- 54
Claude Monet
Description
- Claude Monet
- Le Petit bras de la Seine à Argenteuil
- Signed Claude Monet (lower right)
- Oil on canvas
- 21 5/8 by 29 in.
- 55 by 73.6 cm
Provenance
Georges Charpentier, Paris (acquired from the artist in May 1876 and sold: Hôtel Drouot, Paris, April 11, 1907, lot 20)
Bernheim-Jeune, Paris (acquired at the above sale)
Jos. Hessel, Paris (by 1908)
Collection X (sold: Hôtel Drouot, Paris, March 5, 1912, lot 20)
Bernheim-Jeune, Paris (acquired at the above sale)
Durand-Ruel, Paris (by 1916)
Jean d'Alayer, Paris (acquired from the above)
Sale: Sotheby's, London, May 6, 1959, lot 12
Emerson (acquired at the above sale)
Mrs. Thelam Cazalet-Keir, London (sold: Sotheby's, London, July 1, 1964, lot 76a)
Schoneman Gallery, New York (acquired at the above sale)
Acquired by the family of the present owner by the 1960s
Literature
M. Rostand, Quelques amateurs de l'époque Impressionniste (unpublished thesis), Ecole du Louvre, Paris, 1955, discussed pp. 241 and 245
Daniel Wildenstein, Claude Monet, Biographie et catalogue raisonné, vol. 1, Lausanne and Paris, 1974, no. 427, illustrated p. 299
Daniel Wildenstein, Claude Monet, Biographie et catalogue raisonné, , vol. 5, Lausanne and Paris, 1991, no. 427, listed p. 31
Paul Hayes Tucker, Monet at Argenteuil, New Haven and London, 1982, illustrated pl. XXXI
Paul Hayes Tucker, Claude Monet, Life and Work, New Haven and London, 1995, illustrated p. 93
Daniel Wildenstein, Monet, Catalogue raisonné, vol. II, Cologne, 1996, no. 427, illustrated p. 173
Catalogue Note
Monet spent the majority of his time between 1871 and 1878 painting in the picturesque town of Argenteuil, a suburb of Paris just fifteen minutes away by train. Some of his most important early Impressionist landscapes depict the scenery along the banks of the Seine, where he would set up his easel and paint en plein air.

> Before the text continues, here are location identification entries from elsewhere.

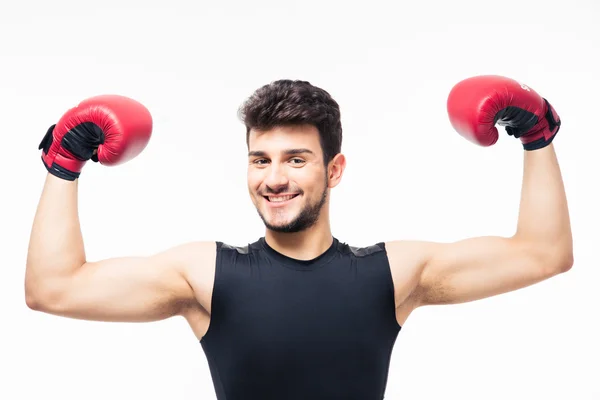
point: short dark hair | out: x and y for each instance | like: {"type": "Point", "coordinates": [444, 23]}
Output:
{"type": "Point", "coordinates": [294, 102]}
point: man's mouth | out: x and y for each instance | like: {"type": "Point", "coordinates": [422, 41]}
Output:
{"type": "Point", "coordinates": [280, 198]}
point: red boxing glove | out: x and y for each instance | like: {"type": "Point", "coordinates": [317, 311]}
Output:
{"type": "Point", "coordinates": [476, 105]}
{"type": "Point", "coordinates": [109, 129]}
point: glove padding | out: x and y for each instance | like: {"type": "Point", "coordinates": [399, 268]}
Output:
{"type": "Point", "coordinates": [108, 129]}
{"type": "Point", "coordinates": [475, 105]}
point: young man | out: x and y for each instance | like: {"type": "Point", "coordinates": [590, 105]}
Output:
{"type": "Point", "coordinates": [298, 314]}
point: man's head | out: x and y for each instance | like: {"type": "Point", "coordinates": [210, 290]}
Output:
{"type": "Point", "coordinates": [294, 137]}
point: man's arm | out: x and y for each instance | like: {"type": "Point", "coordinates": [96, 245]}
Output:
{"type": "Point", "coordinates": [59, 280]}
{"type": "Point", "coordinates": [476, 268]}
{"type": "Point", "coordinates": [542, 246]}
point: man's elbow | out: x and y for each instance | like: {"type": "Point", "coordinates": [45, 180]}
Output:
{"type": "Point", "coordinates": [558, 262]}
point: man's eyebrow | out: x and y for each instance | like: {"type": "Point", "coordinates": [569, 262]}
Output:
{"type": "Point", "coordinates": [260, 153]}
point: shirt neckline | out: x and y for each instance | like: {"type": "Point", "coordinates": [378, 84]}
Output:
{"type": "Point", "coordinates": [294, 263]}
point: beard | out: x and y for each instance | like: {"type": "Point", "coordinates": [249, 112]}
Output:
{"type": "Point", "coordinates": [307, 217]}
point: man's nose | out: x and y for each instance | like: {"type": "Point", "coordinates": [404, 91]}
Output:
{"type": "Point", "coordinates": [276, 179]}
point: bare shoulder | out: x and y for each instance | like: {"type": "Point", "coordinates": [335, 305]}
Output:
{"type": "Point", "coordinates": [407, 260]}
{"type": "Point", "coordinates": [198, 261]}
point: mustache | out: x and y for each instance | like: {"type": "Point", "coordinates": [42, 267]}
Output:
{"type": "Point", "coordinates": [285, 189]}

According to Daniel Wildenstein, the present painting depicts the view looking towards Bezons, with the Colombes bank on the left and the Ile Marante on the right.

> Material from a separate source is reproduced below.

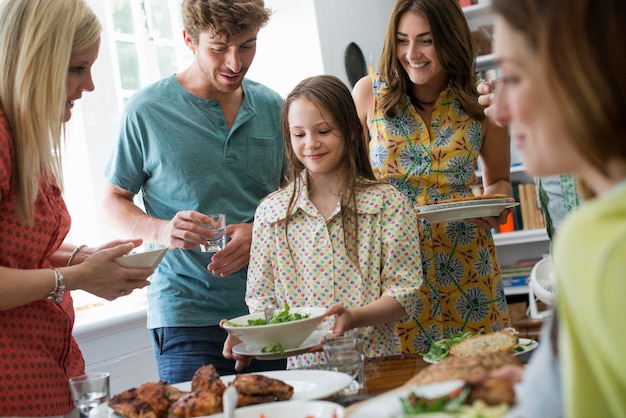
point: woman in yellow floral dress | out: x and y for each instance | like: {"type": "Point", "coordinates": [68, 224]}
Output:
{"type": "Point", "coordinates": [427, 132]}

Paul Tucker has written the following about this picture: "There are several paintings from 1876 of the Seine at Argenteuil in autumn, such as The Petit Bras in Autumn, that indicate that Monet made at least one trip home from Montgeron. These paintings are evidence of his orientations as well as his travels. They show not the boat basin of the Seine, but the idyllic Petit Bras which he had painted that spring for the first time in three years. Consciously anti-modern, these paintings attempt to recapture the naiveté of an eroded rural tradition. They also recall the real retreats in Montgeron; only the sparser undergrowth and the prominent poplars separate them from the View of the Yerres. And they too predict Monet's work in the years to come" (Tucker, op. cit., pp. 167-69).